Filmde ulaştığı mertebeler de, sonunu hazırlayan da prensipleri oldu Johnny’nin. Bu karakterler ilgi alanları çevirisinde ne kadar “güçlü” insanlar olarak betimlenseler de aslında bir şekilde prensiplerinin, hayata karşı edindikleri dogmaların esiridirler. Johnny’nin eşi ve çocuğuyla sakince televizyon izlerken; Marlon Brando’nun The Wild One’daki; “Neye isyan ediyorsun?” sorusuna “Elinde ne varsa” cevabını verdiği muhteşem sahneyi görmesiyle yaşantısını değiştirmesi hâlen geçerli bir fenomen. Evcil hayatın konformist öforisine karşı, vahşi hayatın çağrısı. Faydacı olarak değil altıncı hisle hareket etmek. Johnny’nin ölümü masumiyetin, idealizmin de ölümüydü bir bakıma.
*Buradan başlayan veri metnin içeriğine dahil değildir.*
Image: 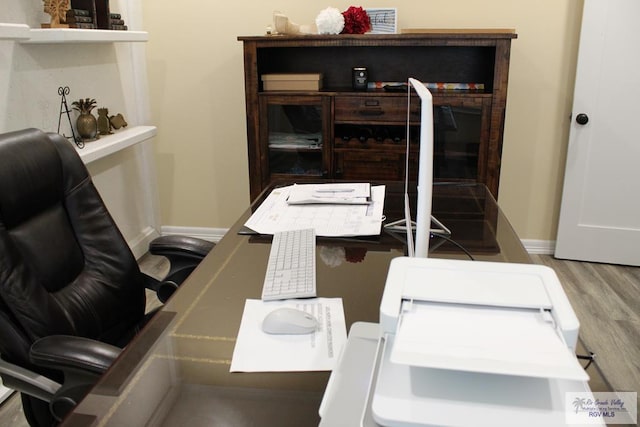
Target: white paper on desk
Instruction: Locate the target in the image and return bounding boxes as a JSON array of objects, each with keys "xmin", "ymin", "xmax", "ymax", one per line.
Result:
[
  {"xmin": 391, "ymin": 302, "xmax": 589, "ymax": 381},
  {"xmin": 244, "ymin": 185, "xmax": 385, "ymax": 237},
  {"xmin": 287, "ymin": 183, "xmax": 371, "ymax": 205},
  {"xmin": 230, "ymin": 298, "xmax": 347, "ymax": 372}
]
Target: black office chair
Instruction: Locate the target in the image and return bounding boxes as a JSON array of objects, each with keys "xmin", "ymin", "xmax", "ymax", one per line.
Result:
[{"xmin": 0, "ymin": 129, "xmax": 213, "ymax": 426}]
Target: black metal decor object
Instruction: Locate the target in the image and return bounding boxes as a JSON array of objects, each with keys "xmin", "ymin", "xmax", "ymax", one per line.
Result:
[{"xmin": 58, "ymin": 86, "xmax": 84, "ymax": 148}]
Karamsar gözükmek istemem ama güzel niyetlerle başlayan çoğu işin sonu da böyle oluyor değil mi?  


Yazar notu: Geçtiğimiz ay Nichols’ın Cormac McCarthy’nin 2023’teki ölümünden kısa bir süre önce yayımlanan son iki romanını (The Passenger ve Stella Maris) sinemaya uyarlayacağı haberini de aldık.